Methods.—In an investigation of this nature the culture methods employed should be suitably directed to determine primarily what bacteria are present and in what relative proportion they exist. The use of culture or animal inoculation methods that are highly selective in character, enhancing the growth of certain bacteria and retarding or inhibiting the growth of others, are of great additional value, but can only properly be used secondarily in order to augment the results obtained by nonselective culture methods. As the most suitable medium for the purpose in hand plain meat infusion agar, titrating 0.1+ to 0.3+ to phenolphthalein, to which 5 per cent of sterile defibrinated horse blood was added, was used. Since growth on freshly poured plates is greatly superior to that on plates that have been stored, the agar was melted as needed, the blood being added when the medium had cooled to approximately 45° C. Cultures from the nose and throat were made by swabbing the mucous membranes with a sterile applicator, touching the applicator to a small area on the surface of a blood agar plate, and spreading the inoculum over the surface of the medium with a platinum needle, insuring as wide a separation as possible. Direct cultures of selected and washed specimens of sputum were made when possible. In many instances, of course, it was impossible to get sufficiently satisfactory specimens to permit of washing, especially when cultures were made very early in the disease. To supplement direct culture of the sputum the mouse inoculation method as employed for the determination of pneumococcus types was used. This is, of course, a highly selective method, of particular value in the detection of pneumococcus and B. influenzæ when they are present in relatively small numbers as compared with other bacteria. Plates were examined after twenty to twenty-four hours’ incubation and again at the end of thirty-six to forty-eight hours when necessary.

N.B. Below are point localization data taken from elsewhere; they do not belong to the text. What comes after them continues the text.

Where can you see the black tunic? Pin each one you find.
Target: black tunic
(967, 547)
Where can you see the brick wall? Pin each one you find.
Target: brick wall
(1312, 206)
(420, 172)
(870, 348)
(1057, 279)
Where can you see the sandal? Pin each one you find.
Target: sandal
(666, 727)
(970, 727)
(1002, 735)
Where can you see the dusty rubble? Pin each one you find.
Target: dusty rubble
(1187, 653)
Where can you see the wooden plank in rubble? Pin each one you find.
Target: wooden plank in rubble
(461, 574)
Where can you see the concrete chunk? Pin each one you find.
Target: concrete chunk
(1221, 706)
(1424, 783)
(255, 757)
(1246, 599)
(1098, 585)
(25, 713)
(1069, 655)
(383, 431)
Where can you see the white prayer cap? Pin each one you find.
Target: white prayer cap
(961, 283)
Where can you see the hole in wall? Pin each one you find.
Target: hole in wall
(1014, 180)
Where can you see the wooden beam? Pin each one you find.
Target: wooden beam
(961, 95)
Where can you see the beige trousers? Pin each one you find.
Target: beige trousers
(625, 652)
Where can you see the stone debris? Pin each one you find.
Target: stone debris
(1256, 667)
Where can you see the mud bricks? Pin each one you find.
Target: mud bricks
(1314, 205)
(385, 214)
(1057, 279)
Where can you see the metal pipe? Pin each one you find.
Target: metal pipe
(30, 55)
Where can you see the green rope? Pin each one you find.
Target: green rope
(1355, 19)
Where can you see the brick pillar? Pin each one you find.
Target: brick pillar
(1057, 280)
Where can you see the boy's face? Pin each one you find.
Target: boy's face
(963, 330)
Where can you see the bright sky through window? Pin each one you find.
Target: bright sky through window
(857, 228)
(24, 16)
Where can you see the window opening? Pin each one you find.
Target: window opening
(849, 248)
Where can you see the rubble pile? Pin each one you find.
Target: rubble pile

In the present study, attention has been centered upon B. influenzæ, S. hemolyticus, and the various immunologic types of pneumococci, other organisms encountered having played no significant part in the cases studied except in rare instances. B. influenzæ was identified by its morphologic, staining and cultural characteristics and conformed to the classical description given by Pfeiffer. S. hemolyticus was identified by its morphologic, staining, and cultural characteristics on blood agar, supplemented by a confirmatory hemolytic test with washed sheep corpuscles, and bile solubility test. Pneumococci were identified by morphologic, staining and cultural characteristics, bile solubility test, and agglutination with specific antipneumococcus immune sera. Note was made in most instances of the presence of other organisms, such as members of the Gram-negative diplococcus, staphylococcus, diphtheroid and streptococcus viridans groups, but no attempt was made further to isolate or identify them.